Aveva approvato l’invasione. E sapeva della persecuzione degli oppositori,
carcere, torture, esecuzioni, benché non ne denunciasse nessuno. Non sapeva
dello sterminio degli ebrei, dice, ma era possibile non saperlo.
L’autodifesa
di Hamsun, quando infine la cosa fu dibattuta in tribunale, fu semplice, così
come qui la racconta con la trascrizione che ne fu fatta tra gli atti: “Non ho
fatto parte di Nasjonal Sambling”, il partito filonazista. Ma: “Io ci credevo”.

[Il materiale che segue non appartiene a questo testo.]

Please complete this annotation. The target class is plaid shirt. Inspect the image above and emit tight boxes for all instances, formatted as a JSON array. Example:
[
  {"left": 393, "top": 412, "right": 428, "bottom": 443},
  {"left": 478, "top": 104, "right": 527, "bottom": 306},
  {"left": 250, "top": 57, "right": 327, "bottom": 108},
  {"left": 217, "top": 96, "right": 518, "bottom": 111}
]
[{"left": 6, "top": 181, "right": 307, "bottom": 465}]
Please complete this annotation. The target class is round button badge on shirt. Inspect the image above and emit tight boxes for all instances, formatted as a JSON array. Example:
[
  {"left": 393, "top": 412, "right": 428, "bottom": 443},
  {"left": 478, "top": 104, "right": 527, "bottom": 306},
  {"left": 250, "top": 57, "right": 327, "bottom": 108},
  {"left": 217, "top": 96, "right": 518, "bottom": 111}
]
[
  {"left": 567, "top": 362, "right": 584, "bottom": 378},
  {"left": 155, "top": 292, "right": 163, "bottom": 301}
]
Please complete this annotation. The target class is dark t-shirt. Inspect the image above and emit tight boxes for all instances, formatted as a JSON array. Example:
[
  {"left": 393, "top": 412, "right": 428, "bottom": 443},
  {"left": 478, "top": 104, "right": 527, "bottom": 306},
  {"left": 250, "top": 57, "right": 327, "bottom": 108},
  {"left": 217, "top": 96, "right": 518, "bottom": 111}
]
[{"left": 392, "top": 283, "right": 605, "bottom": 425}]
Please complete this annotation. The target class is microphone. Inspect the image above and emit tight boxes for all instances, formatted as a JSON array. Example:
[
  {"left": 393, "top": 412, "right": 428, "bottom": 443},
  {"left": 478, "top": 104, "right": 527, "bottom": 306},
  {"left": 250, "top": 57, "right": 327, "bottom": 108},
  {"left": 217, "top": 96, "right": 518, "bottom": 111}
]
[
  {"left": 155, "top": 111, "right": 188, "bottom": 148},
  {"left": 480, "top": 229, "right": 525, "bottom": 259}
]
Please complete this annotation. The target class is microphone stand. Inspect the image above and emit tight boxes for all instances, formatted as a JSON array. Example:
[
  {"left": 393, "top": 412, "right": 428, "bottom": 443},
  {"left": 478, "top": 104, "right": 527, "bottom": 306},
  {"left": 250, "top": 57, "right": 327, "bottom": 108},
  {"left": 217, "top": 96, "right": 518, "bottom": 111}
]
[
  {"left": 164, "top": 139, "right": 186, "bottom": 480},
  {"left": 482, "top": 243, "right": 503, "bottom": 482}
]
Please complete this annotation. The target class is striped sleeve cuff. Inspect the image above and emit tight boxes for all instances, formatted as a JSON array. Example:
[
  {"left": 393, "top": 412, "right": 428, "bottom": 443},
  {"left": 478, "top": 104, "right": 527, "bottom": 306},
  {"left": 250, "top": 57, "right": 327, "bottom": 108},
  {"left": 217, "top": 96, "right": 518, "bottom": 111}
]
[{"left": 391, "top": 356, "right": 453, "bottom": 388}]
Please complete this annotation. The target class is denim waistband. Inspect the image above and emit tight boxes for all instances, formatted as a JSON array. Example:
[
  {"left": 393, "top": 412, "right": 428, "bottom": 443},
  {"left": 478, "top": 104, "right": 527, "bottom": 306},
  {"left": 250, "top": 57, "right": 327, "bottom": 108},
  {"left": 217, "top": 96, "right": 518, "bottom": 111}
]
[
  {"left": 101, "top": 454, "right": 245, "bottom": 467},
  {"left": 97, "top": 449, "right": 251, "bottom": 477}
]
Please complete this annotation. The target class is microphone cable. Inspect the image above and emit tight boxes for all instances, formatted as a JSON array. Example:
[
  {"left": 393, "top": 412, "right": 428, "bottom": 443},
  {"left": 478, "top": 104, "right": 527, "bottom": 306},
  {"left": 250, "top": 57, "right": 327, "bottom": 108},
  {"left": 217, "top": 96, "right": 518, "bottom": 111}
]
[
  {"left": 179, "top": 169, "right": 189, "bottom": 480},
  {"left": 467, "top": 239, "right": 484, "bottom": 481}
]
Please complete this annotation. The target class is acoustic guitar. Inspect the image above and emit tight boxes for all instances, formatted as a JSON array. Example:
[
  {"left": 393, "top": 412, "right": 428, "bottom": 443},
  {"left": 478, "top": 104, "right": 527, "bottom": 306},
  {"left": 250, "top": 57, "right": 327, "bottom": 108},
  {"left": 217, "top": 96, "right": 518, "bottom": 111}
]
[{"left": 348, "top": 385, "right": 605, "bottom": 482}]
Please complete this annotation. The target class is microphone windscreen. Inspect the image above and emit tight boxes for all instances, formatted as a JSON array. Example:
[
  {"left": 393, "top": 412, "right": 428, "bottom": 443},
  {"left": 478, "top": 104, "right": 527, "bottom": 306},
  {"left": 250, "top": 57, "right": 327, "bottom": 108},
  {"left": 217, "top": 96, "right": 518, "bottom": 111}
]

A che cosa? “Eravamo stati allettati dalla prospettiva che la Norvegia avrebbe
occupato una posizione elevata, predominante nella società mondiale pangermanica
che si stava preparando e nella quale tutti credevamo, in misura diversa, ma ci
credevamo tutti”. Che retrospettivamente è folle, ma così era – la cosa non si
contesta, semplicemente non se ne parla. E più “nella neutrale Svezia”, Hamsun aggiunge
che gli veniva fatto notare regolarmente da “certi tedeschi relativamente altolocati”.
Poteva emigrare, Hamsun insiste, non se la sarebbe passata male, ma ha voluto
servire la patria, “usando la mia penna per la Norvegia, che avrebbe occupato
una posizione di primo piano tra le nazioni germaniche. Fin dall’inizio mi
sentii attratto da quel pensiero. Di più, esso mi entusiasmava: ne ero
posseduto”. E non è finita: “Coloro che oggi godono della mia umiliazione,
poiché hanno vinto, hanno vinto esteriormente, in superficie”.
Hamsun
credette a Hitler anche dopo morto. Il 7 maggio 1945 volle rendergli pubblico
omaggio con un ditirambo, che inizia con un “non
sono degno di parlare solennemente di Adolf Hitler”: “Era un guerriero, un
pioniere dell’umanità e un apostolo del vangelo del diritto di tutte le
nazioni. Era una figura di riformatore di altissimo rango”. Qui riduce a
macchiette i suoi giudici, e quelli che incontrandolo si voltano dall’altra
parte. Un rivolgimento non da poco: giudice dei suoi giudici, di cui mette
senza remissione in berlina l’ipocrisia. Cabarettistici i tentativi di usare
contro di lui la moglie, la “seconda” moglie, che per questo tennero a lungo
chiusa in prigione. Con una giustificazione non da poco: “Silvio Pellico,
rinchiuso in un carcere austriaco, scriveva del piccolo topo che aveva
addomesticato. Il suo topo adottivo. Anch’io scrivo qualcosa del genere”. E si
scopre un gallo giovane, che non sa di essere gallo in mezzo alle galline, e
quando comincia a capirlo “una mano lo afferrò e nel buio lo
portò”. Avendo lamentato: “Ero una persona sana e mi hanno ridotto come
gelatina”. A sé unicamente rimproverando la pubblicazione di un libro di
poesie, un cedimento alla vanagloria. Sfacciato, ma simpatico. Forse perché
veritiero - la verità è che la guerra di Hitler fu bella per molti.